Ali Ata çantaları taşırken ben de torbayı elime almıştım. Bahçe kapısından içeri girdiğimde ise eşiğin önünde bekledim. Burası bizim evimizdi, yuvamızdı ve artık birlikte bu kapının ardında yaşayacaktık. Dolu dolu hislerimle birlikte yarım evli anahtarımızı çıkarıp kapıyı açtım. Sağ ayağımla bismillah diyerek girerken kötü her şeyin bu eşiğin dışında durması için dua ettim.


Bahçeye ekilen çiçeklerin yeni olduğu toprağın havalanmasından belliydi. Ben yokken bile burada seveceğimi düşünerek yuvamızı güzelleştirmişti. Tıpkı o çiçekler gibi açtı kalbim aşkımın baharıyla.


O kendini hemen bir koltuğa attığında ben biraz evi inceledim. Aldığımız her şey eve uymuştu.

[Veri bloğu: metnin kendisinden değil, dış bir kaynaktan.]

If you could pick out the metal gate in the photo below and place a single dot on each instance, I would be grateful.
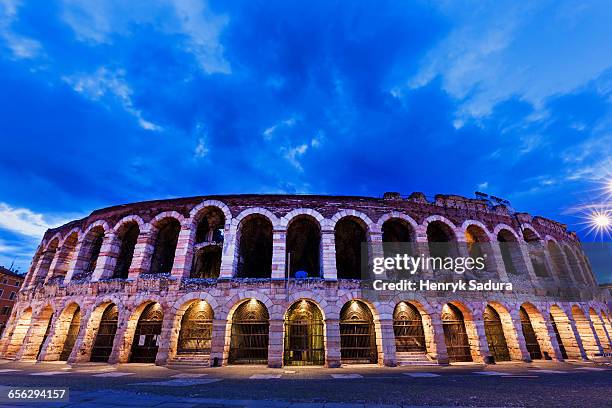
(531, 340)
(42, 343)
(250, 328)
(558, 336)
(103, 346)
(495, 335)
(146, 337)
(196, 329)
(408, 329)
(304, 335)
(357, 335)
(73, 333)
(455, 335)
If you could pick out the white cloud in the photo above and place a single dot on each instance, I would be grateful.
(22, 47)
(105, 82)
(98, 21)
(24, 221)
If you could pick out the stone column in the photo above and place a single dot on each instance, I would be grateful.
(181, 268)
(105, 266)
(279, 249)
(438, 343)
(143, 251)
(332, 343)
(328, 255)
(275, 343)
(217, 346)
(387, 341)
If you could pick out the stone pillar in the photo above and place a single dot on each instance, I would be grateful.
(165, 338)
(275, 343)
(387, 342)
(332, 343)
(217, 346)
(438, 344)
(513, 331)
(279, 250)
(143, 251)
(105, 266)
(328, 255)
(181, 268)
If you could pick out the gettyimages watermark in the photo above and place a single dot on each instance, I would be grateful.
(403, 267)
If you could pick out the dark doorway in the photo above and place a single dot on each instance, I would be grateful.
(103, 345)
(304, 335)
(357, 334)
(249, 337)
(146, 336)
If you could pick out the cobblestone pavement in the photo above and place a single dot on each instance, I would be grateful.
(141, 385)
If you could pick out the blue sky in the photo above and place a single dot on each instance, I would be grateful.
(112, 102)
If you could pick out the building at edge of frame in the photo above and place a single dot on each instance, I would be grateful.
(202, 281)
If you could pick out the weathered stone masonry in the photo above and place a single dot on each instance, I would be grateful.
(203, 280)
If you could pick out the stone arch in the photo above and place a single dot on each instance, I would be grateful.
(562, 327)
(589, 340)
(304, 246)
(305, 337)
(254, 243)
(17, 336)
(65, 333)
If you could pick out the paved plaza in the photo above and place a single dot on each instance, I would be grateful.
(143, 385)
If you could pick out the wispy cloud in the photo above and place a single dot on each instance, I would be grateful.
(106, 82)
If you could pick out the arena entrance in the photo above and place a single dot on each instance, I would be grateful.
(249, 335)
(71, 335)
(196, 329)
(357, 334)
(531, 340)
(408, 329)
(304, 335)
(455, 334)
(146, 336)
(103, 345)
(495, 335)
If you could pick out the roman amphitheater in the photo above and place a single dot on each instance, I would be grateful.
(275, 279)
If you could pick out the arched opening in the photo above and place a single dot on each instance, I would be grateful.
(510, 251)
(600, 329)
(304, 247)
(531, 340)
(494, 330)
(558, 261)
(19, 333)
(92, 243)
(536, 253)
(127, 236)
(211, 221)
(583, 325)
(146, 336)
(564, 333)
(440, 240)
(206, 263)
(357, 334)
(46, 260)
(249, 334)
(195, 333)
(349, 235)
(455, 334)
(65, 256)
(72, 333)
(105, 338)
(304, 335)
(165, 246)
(408, 329)
(254, 247)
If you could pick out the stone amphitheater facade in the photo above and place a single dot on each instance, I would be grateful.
(203, 280)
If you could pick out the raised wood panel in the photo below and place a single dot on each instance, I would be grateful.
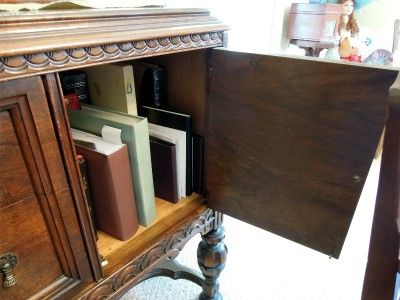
(290, 142)
(38, 221)
(15, 183)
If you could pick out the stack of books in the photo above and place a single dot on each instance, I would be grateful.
(164, 156)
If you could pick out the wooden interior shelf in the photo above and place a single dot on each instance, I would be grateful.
(169, 217)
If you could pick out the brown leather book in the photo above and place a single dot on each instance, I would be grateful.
(86, 190)
(112, 191)
(163, 162)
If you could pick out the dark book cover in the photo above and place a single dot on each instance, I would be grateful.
(163, 162)
(86, 190)
(75, 82)
(112, 191)
(151, 85)
(176, 121)
(198, 164)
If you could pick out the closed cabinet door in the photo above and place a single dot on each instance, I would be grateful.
(40, 244)
(291, 140)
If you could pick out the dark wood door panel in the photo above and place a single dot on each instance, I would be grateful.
(37, 216)
(15, 183)
(290, 142)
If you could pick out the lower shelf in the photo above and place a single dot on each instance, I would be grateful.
(131, 261)
(169, 216)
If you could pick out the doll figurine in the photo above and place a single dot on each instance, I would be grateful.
(349, 45)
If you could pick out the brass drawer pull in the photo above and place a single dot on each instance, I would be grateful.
(7, 262)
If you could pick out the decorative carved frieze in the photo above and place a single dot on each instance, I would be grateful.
(172, 244)
(40, 63)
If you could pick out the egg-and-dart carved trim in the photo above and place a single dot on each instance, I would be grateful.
(171, 245)
(52, 61)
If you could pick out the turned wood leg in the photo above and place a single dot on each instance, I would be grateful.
(211, 257)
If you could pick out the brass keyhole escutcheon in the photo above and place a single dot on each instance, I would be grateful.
(7, 262)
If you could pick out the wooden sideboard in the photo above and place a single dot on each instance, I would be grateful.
(289, 143)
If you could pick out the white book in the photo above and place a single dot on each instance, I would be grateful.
(180, 138)
(102, 146)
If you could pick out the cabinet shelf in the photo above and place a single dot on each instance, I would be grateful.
(169, 217)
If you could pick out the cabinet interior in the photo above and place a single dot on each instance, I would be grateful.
(186, 94)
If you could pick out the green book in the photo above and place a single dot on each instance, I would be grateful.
(135, 133)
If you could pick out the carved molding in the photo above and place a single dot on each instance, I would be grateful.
(135, 270)
(46, 62)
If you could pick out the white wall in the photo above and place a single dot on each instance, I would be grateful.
(264, 23)
(378, 19)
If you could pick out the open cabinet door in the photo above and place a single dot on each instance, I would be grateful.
(291, 140)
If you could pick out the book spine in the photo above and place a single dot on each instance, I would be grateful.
(144, 185)
(129, 83)
(86, 190)
(138, 142)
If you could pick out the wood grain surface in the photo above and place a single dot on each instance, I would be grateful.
(290, 142)
(383, 256)
(38, 221)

Bu eşyaların yaşanmış hikâyesi bizimle birlikte olacaktı. Duvardaki kavlamış boyaları ve evin dışındaki çatlakları gözüm görmedi bile. İnsan görmek istemeyince ne kadar baksa da çirkin bir şey göremiyordu. Tüm güzel duygularımı ekmiştim buraya. Duvarın çatlak olmasını gönlümüzün çatlağına tercih ederdim.


"Piraye'm gel de biraz dinlen, yoruldun."


"Yol çok uzunmuş gerçekten, yoruldum ama her şeye değdi. Tüm yorgunluklara değer günlerdi. Yanımda sen olduğun müddetçe her günümün böyle geçeceğine eminim." diyerek yanına sokuldum. Kolunun altına girdiğimde saçlarımın üzerini öptü. Sükûnet yeniden aramıza giren huzur olmuştu. Birlikte sarılıp sessizlik içinde evimizin duvarını izlerken mutluyduk.


Ne kadar süre geçti bilmiyorum hafif bir horultu sesiyle kendime geldim. Koltukta sarılıp duvarı izlerken uyuyakalan ilk çift olabilirdik. Hafif ağrıyan boynumu hareket ettirip sessizce kalktım yanından. Biraz daha rahat uyuması için yastığını düzelttim. Sonra ise aldığımız kıymadan köfte yapmaya başladım.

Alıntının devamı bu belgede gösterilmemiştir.